Without context, it implies a warning with substance. It promotes fear and can even create dangerous conditions for people who may misread it and then apply that information without legitimate guidance. … in seconds you can see that this recommendation currently has absolutely no basis in science. All you would have to do is type, “Advil in COVID” into Google.
If you dug into it at all, like, less than ten minutes of your time, you would see that it’s based off a combination of a single letter, published in a French journal two weeks ago (The Lancet, March 11), and a Tweet from one French doctor in the Health Ministry suggesting Advil could aggravate the infection, make it spread faster. It’s not an actual study, it’s a theory. Tracey Loscar (March 28)

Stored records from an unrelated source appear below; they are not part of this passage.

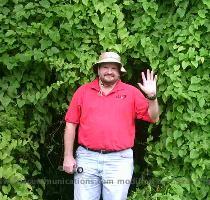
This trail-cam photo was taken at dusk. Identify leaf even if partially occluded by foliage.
[48,28,60,42]
[39,39,52,50]
[173,130,182,140]
[190,76,201,84]
[2,184,11,194]
[199,97,205,108]
[17,99,25,108]
[39,0,50,8]
[182,61,190,69]
[190,149,199,159]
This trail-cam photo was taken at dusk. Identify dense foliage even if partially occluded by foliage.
[0,0,210,200]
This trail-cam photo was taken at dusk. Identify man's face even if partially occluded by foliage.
[98,63,120,85]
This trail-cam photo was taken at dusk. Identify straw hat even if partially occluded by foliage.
[93,52,126,73]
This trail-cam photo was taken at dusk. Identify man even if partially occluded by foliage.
[63,52,159,200]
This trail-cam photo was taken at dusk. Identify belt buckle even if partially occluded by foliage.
[100,150,107,154]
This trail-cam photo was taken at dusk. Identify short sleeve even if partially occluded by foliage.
[134,88,154,123]
[65,87,83,124]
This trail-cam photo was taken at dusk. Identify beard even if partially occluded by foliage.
[99,74,119,86]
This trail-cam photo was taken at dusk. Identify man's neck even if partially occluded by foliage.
[99,79,118,94]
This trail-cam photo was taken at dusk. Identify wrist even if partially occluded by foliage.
[145,94,157,100]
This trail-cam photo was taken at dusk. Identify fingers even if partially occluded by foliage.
[141,72,146,83]
[138,83,144,90]
[63,164,76,174]
[144,69,157,83]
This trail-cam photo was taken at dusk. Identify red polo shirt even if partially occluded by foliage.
[65,79,152,150]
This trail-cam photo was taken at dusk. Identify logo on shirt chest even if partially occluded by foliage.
[115,94,126,99]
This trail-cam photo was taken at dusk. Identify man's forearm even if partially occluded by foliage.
[148,99,160,122]
[64,123,77,157]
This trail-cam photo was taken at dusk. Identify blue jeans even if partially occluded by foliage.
[74,146,133,200]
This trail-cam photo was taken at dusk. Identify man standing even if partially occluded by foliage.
[63,52,159,200]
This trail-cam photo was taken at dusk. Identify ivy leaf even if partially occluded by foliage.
[2,184,11,194]
[39,0,50,8]
[191,76,201,84]
[190,149,199,159]
[39,39,52,50]
[17,99,25,108]
[199,97,205,108]
[173,130,182,140]
[48,28,60,42]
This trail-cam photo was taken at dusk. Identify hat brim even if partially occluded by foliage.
[93,58,127,73]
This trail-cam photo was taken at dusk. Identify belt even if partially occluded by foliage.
[80,144,124,154]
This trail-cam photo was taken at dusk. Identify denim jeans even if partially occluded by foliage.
[74,146,133,200]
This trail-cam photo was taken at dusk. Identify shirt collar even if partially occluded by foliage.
[90,78,125,93]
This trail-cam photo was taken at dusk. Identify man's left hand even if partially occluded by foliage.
[138,69,157,97]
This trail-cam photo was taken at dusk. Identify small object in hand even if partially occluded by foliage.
[76,167,83,174]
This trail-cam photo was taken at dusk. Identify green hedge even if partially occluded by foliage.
[0,0,210,200]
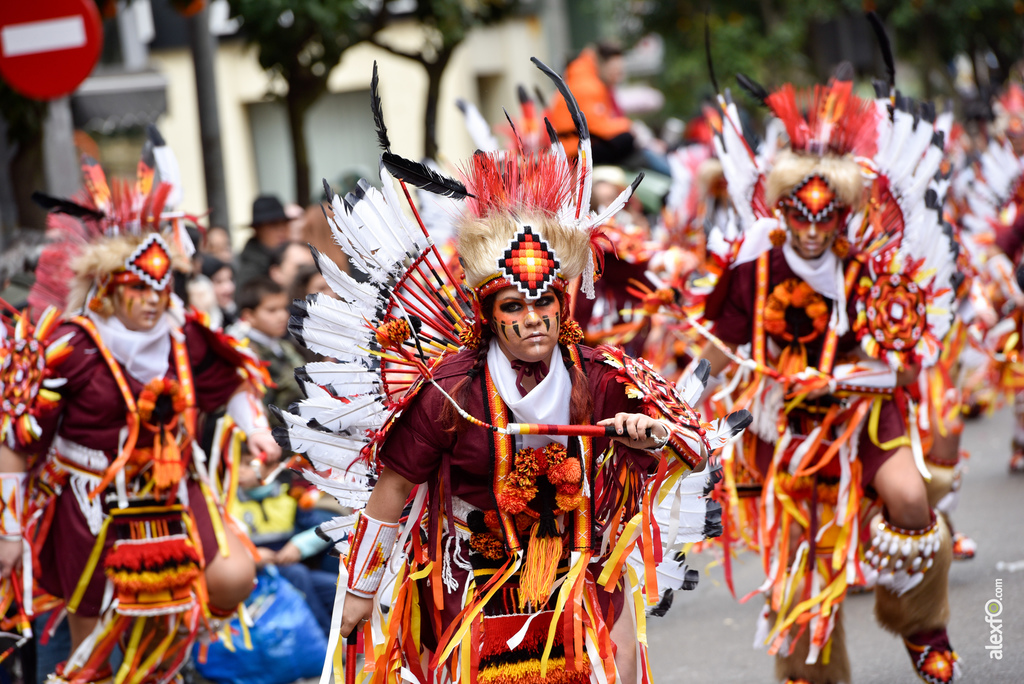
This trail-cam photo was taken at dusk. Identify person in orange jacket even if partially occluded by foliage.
[548,42,670,174]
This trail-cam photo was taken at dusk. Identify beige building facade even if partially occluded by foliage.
[148,12,564,245]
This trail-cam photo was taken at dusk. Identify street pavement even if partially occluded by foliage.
[647,411,1024,684]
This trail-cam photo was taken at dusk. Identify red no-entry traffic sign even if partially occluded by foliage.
[0,0,103,99]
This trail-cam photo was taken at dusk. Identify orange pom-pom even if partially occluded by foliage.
[548,459,583,491]
[768,228,786,247]
[833,236,850,259]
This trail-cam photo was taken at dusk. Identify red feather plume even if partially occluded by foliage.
[765,79,878,157]
[463,153,572,218]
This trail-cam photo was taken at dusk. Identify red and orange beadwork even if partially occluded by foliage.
[125,232,171,290]
[782,173,836,223]
[498,225,559,299]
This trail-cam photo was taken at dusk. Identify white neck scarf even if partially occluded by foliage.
[487,339,572,448]
[782,240,850,335]
[87,311,171,385]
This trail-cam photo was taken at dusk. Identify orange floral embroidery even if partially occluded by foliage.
[764,277,828,344]
[136,378,187,423]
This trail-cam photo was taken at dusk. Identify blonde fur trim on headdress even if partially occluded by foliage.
[66,233,191,315]
[458,213,590,289]
[765,151,864,210]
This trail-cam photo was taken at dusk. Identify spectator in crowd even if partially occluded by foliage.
[200,225,234,263]
[289,264,335,301]
[267,243,314,289]
[548,41,672,175]
[237,195,290,294]
[285,202,306,244]
[201,254,238,328]
[230,457,337,636]
[232,276,305,423]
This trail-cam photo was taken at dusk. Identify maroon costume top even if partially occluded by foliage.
[715,247,906,487]
[380,347,656,647]
[32,322,242,616]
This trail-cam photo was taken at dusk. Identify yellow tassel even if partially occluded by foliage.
[519,522,562,610]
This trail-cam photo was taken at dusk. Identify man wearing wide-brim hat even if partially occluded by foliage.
[237,195,290,291]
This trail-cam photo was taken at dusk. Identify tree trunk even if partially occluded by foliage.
[9,131,47,229]
[423,46,455,160]
[285,89,315,207]
[187,8,231,230]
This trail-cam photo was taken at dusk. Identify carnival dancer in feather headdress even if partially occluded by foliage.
[276,60,746,684]
[0,127,281,683]
[963,83,1024,473]
[692,54,957,684]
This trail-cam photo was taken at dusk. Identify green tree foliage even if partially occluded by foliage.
[228,0,375,203]
[371,0,519,159]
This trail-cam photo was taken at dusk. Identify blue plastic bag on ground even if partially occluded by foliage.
[193,565,327,684]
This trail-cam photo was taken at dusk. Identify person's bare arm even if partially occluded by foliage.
[0,446,28,578]
[341,468,414,637]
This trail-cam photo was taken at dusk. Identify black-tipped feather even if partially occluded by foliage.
[534,86,548,110]
[705,9,722,92]
[736,74,768,104]
[867,12,896,87]
[544,117,558,144]
[515,83,529,104]
[370,59,391,152]
[32,191,103,221]
[502,106,526,149]
[529,57,590,140]
[381,152,473,200]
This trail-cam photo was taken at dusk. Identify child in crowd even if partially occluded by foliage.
[230,276,305,423]
[230,454,338,635]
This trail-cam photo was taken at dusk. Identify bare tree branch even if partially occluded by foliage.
[368,37,429,67]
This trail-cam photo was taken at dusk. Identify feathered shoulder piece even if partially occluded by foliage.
[275,62,647,536]
[847,85,957,370]
[0,308,74,450]
[29,126,196,310]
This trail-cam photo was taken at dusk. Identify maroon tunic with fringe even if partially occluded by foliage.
[715,247,906,488]
[31,322,242,616]
[380,347,656,649]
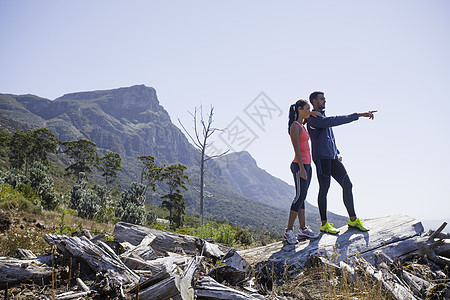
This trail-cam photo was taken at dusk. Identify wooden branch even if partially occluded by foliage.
[180,256,202,300]
[113,222,198,257]
[55,291,92,300]
[429,222,447,240]
[357,258,417,300]
[195,276,258,300]
[16,249,37,259]
[44,234,139,288]
[77,278,91,292]
[120,235,156,260]
[0,257,52,287]
[139,275,180,300]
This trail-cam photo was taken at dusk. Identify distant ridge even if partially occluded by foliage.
[0,85,343,231]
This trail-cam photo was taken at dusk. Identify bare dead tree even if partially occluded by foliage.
[178,106,230,226]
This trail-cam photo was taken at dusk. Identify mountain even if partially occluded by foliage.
[0,85,342,231]
[216,151,347,226]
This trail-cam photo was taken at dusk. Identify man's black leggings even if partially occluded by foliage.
[314,159,356,220]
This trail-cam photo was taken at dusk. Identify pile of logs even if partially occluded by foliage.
[0,216,450,299]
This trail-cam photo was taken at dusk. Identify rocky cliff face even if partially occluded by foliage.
[0,85,346,231]
[2,85,195,165]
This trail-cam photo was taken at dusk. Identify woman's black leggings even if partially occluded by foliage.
[314,159,356,220]
[291,162,312,212]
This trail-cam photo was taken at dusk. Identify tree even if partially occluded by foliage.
[61,139,98,180]
[115,181,146,224]
[178,106,229,226]
[69,172,102,219]
[161,164,189,228]
[8,128,58,176]
[30,161,59,210]
[99,152,122,185]
[138,155,163,193]
[29,128,58,165]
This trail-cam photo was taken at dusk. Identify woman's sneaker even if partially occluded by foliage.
[297,226,319,239]
[284,230,297,244]
[320,222,339,234]
[348,219,369,232]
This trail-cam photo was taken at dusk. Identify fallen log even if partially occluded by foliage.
[139,275,184,300]
[113,222,199,257]
[139,256,201,300]
[208,249,251,285]
[0,257,52,287]
[44,234,139,289]
[195,276,265,300]
[120,235,156,260]
[356,258,418,300]
[122,254,187,274]
[238,215,423,276]
[180,256,202,300]
[55,291,91,300]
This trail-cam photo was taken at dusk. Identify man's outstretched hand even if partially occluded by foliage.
[358,110,377,120]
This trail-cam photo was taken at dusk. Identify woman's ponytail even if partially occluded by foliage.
[288,104,298,134]
[288,99,308,134]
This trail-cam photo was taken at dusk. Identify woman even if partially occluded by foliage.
[284,99,320,244]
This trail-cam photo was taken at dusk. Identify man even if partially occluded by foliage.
[307,92,376,234]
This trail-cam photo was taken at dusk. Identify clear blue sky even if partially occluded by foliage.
[0,0,450,219]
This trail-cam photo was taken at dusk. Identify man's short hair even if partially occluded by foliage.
[309,91,324,104]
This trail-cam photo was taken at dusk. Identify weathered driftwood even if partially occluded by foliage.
[356,258,417,300]
[434,239,450,258]
[201,240,225,259]
[180,256,202,300]
[16,248,37,259]
[208,249,251,285]
[55,291,91,300]
[0,257,52,287]
[402,270,435,297]
[122,253,187,274]
[195,276,265,300]
[139,275,180,300]
[44,234,139,288]
[120,235,156,260]
[238,215,423,269]
[113,222,199,256]
[139,257,201,300]
[77,278,91,292]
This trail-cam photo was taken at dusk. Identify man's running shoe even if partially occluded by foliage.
[348,218,369,232]
[297,226,319,239]
[320,222,339,234]
[284,229,297,244]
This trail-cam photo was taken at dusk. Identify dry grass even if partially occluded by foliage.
[0,210,114,257]
[279,265,389,300]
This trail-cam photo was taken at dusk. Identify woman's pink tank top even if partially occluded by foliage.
[291,121,311,164]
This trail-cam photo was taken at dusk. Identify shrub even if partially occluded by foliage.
[115,182,150,224]
[234,229,253,246]
[30,162,59,210]
[0,184,41,214]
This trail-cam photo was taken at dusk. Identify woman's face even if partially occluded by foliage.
[298,104,311,119]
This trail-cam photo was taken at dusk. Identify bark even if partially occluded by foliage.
[113,222,199,257]
[195,276,264,300]
[0,257,52,287]
[44,234,139,289]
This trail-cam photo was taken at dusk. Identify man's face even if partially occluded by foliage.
[314,94,326,110]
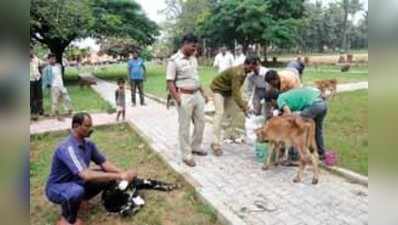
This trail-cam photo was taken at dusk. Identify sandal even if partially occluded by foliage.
[210,143,223,156]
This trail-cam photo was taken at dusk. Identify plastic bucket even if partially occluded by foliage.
[255,142,268,163]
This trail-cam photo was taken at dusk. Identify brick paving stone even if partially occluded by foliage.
[31,76,368,225]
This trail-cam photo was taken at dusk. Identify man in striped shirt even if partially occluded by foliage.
[45,113,136,225]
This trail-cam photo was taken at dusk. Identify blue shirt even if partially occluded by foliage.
[127,58,145,80]
[47,135,105,186]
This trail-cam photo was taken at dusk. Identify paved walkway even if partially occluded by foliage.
[31,78,368,225]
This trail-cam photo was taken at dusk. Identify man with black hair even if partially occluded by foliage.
[42,54,73,121]
[286,56,305,80]
[265,70,301,92]
[210,57,258,156]
[127,50,146,106]
[45,113,136,225]
[166,34,207,167]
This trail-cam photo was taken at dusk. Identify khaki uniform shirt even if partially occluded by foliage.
[166,51,200,90]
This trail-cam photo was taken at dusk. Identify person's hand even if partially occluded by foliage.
[120,170,137,182]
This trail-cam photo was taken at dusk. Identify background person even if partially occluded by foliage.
[213,46,234,73]
[210,58,258,156]
[234,45,246,66]
[43,54,73,120]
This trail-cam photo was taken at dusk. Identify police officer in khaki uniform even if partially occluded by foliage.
[166,34,207,167]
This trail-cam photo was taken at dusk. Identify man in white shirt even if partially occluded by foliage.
[43,54,73,120]
[234,45,246,66]
[213,46,234,73]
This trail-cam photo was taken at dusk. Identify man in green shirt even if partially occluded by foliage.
[277,87,327,160]
[210,57,258,156]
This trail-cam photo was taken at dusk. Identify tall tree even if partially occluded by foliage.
[30,0,159,72]
[30,0,95,66]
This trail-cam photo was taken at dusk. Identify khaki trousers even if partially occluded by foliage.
[51,87,72,114]
[213,93,241,145]
[177,91,205,160]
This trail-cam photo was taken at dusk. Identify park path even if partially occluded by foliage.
[31,77,368,225]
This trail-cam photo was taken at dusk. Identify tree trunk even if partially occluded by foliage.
[263,44,268,65]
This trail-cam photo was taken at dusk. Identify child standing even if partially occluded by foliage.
[115,78,126,121]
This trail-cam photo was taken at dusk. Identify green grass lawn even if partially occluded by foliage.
[30,124,224,225]
[95,64,368,98]
[43,69,112,112]
[325,90,369,175]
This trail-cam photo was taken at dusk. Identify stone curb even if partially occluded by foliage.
[145,94,369,187]
[126,121,246,225]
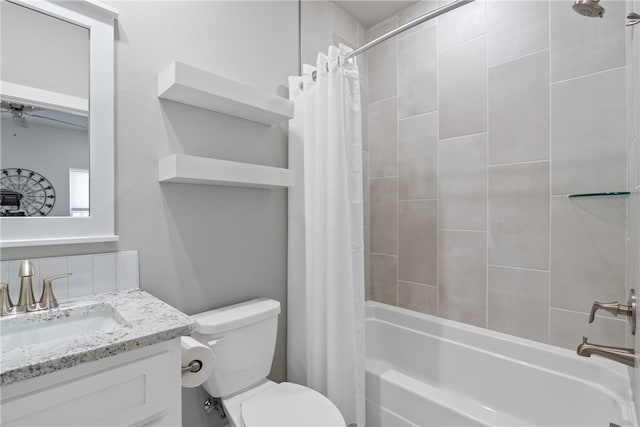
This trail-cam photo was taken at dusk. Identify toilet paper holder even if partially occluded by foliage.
[180,359,202,374]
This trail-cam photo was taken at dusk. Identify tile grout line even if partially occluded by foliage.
[433,7,440,316]
[549,63,626,86]
[394,13,400,307]
[547,1,553,344]
[487,46,550,68]
[489,263,549,273]
[484,2,491,329]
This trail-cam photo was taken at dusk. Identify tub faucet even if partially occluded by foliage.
[576,337,636,367]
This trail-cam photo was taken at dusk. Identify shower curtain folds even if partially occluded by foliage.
[287,45,365,427]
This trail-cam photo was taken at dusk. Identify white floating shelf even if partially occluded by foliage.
[158,154,294,188]
[158,62,293,125]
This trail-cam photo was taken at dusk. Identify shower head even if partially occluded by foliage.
[572,0,604,18]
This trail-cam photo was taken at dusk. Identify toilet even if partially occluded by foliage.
[191,298,346,427]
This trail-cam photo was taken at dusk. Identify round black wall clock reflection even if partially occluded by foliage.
[0,168,56,216]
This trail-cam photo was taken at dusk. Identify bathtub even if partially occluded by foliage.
[365,301,637,427]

A 2001 RAND conference on protecting first responders after terrorist attacks looked at the difficulties in managing information during the anthrax incidents – issues that ring familiar today:
Especially in the case of anthrax, keeping up with changing information being provided by numerous agencies was a serious challenge for front-line responder organizations.
The desire to have accurate information was of particular concern to commanders, who were making decisions about what level of risk their personnel would face.
Finally, an EMS panel member observed that post-event information can be just as important: Sometimes responders were not told whether the test on the suspicious substance they responded to turned out to be positive for anthrax or not. The responder assumed that they would have been informed if it was positive, but the lack of certainty caused stress anyway. RAND
Providing prompt and accurate feedback on the results of the patient (and caregiver) COVID-19 testing is vital to the caregiver’s sense of well-being.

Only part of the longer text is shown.